The Black Christ resurrected
Arthur Dooley’s now Resurrected Christ is fixed to the wall of the Methodist Church on Princes Avenue, Liverpool 8. For many Liverpudlians it is the most prominent of the works left by this worker artist.
Popularly known as the Black Christ, it was received with outrage and horror by some at the time of its installation in 1969. Not for Arthur the Western depiction of Christ as a white, bearded and haloed hippie. Arthur not only saw, but celebrated, the pain and struggle through adversity that the resurrection represents.
As the Reverend Donald May noted in his sermon at the time: ”The Resurrection has a message of hope for our modern world as a whole. The forces of evil and destruction seem to be so powerful; there is so much that threatens to crush the human spirit. The Resurrection…gives the assurance that as He triumphed over the powers of hatred, evil and death, so in the end God and goodness, justice and freedom, love and peace, will be victorious.”
Work and life of the young Dooley
As a welder at Cammell Laird shipyard when he left school, Arthur understood and worked with metal, but more than that, he understood those he lived and worked among, and that justice and freedom would only come through struggle. As a lifelong socialist, former member of the Communist Party, and devout Catholic, his religious work expresses the pain and struggle of the working class.
No doubt in search of adventure, Arthur enlisted in the Irish Guards in 1946. Whether the adventure he found was to his liking was another matter, as he went absent without leave before briefly joining the Palestine Liberation Organisation.
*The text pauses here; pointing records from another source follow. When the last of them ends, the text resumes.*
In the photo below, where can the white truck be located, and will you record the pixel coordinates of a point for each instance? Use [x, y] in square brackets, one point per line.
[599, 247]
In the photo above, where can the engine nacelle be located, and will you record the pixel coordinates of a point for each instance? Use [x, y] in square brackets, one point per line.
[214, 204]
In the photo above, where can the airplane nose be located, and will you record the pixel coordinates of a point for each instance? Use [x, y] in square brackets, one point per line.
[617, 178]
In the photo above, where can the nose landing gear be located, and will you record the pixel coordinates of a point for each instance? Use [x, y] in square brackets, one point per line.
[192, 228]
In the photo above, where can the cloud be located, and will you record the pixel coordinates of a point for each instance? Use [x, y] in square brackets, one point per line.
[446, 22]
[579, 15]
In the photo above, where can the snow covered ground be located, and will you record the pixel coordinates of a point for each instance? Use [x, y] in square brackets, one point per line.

Back in London, Arthur became a cleaner and later a student at St Martin’s School of Art.
Beginning to establish himself as an artist and sculptor, Arthur returned to his roots and set up a small studio in Liverpool in 1956. To support himself he worked in the Dunlop rubber factory, round the corner from my childhood home in Speke.
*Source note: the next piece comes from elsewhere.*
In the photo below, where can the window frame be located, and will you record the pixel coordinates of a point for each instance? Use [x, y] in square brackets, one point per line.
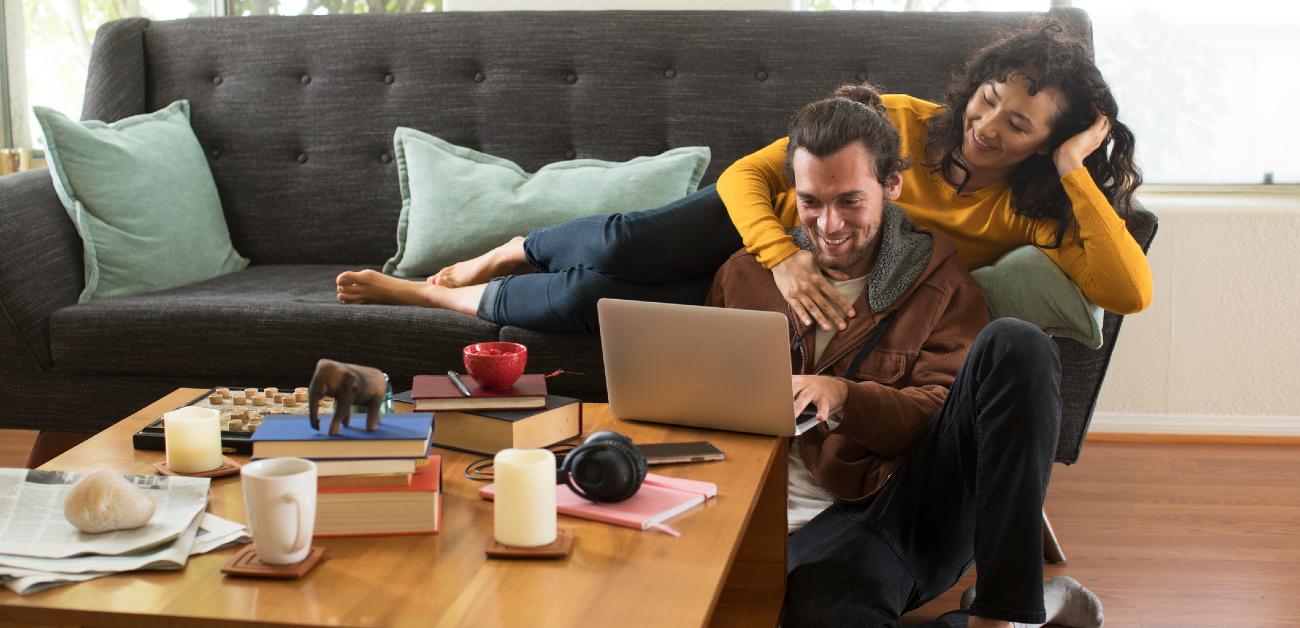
[5, 113]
Risen: celebrating Arthur Dooley Day
Arthur Dooley’s art
Arthur launched his first London exhibition in 1962, and achieved widespread recognition for Fifteen Stations of the Cross in St Mary’s RC Church, Leyland. Despite his growing reputation within the art world, Arthur never lost his commitment to workers’ rights, and designed a bright red ‘Speaker’s Podium’ for the Liverpool Trades Council. The structure became a celebration of free speech and a space for discussion and protest. It was quietly dismantled in 1990 in a Council refurbishment of the Pier Head, and has since been lost.
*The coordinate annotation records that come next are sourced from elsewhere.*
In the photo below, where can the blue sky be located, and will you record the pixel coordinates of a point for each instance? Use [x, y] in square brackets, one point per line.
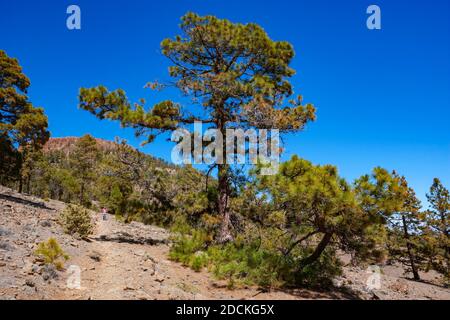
[383, 96]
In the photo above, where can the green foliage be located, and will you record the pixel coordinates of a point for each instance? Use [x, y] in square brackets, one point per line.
[23, 127]
[234, 72]
[76, 220]
[436, 233]
[51, 252]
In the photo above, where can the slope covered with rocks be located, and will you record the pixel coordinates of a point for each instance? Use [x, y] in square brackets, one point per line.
[129, 261]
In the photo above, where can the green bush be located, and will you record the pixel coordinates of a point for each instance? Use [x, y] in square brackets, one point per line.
[76, 220]
[51, 253]
[250, 261]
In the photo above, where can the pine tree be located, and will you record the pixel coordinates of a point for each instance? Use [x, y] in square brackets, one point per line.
[23, 128]
[438, 223]
[406, 238]
[83, 160]
[317, 206]
[236, 76]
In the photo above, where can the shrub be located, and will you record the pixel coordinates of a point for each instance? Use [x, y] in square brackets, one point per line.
[51, 253]
[76, 220]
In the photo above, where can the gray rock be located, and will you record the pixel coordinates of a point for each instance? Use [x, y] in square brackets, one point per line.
[6, 246]
[49, 272]
[4, 232]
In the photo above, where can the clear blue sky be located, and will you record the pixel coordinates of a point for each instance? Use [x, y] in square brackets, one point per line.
[383, 97]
In past years Dooley Day has been celebrated with public screenings, exhibitions and multimedia events, supported by The Florence Institute in the Dingle where Arthur was born, and by Writing on the Wall.
This year the celebration’s founder, local artist Tom Calderbank, will be conducting a tour of the sculptor’s studio, and has issued a call to all arts and cultural organisations in Liverpool, to make next year’s 10th anniversary the biggest yet.
The Resurrected Christ mentioned in literature
Arthur’s resurrected Christ appears in my third novel ‘Before The Storm’.
“Vinny pointed up. ‘I used to see that statue on the way home from town. It’s weird how something can be both so frightening and so beautiful. He’s the Black Christ?’
‘He’s supposed to be the resurrected Christ, but you know the guy who made it?’ asked Jaime.
‘No, no idea.’ said Vinny.
‘Arthur Dooley. Whenever I see the statue, I don’t see resurrection, but death. To me, he looks more like a famine victim from Ireland than a resurrected Christ.’
‘Wow, maybe you’re right.’ Vinny looked at the statue, arms outstretched. Black or Irish, who was the figure appealing to?”
A symbol of our struggle
It was Arthur Dooley’s hope that we could see ourselves in that tortured figure. As someone who walked the same streets, drank in some of the same pubs, and shares a similar Irish catholic socialist background, I see our continued struggle for justice and humanity.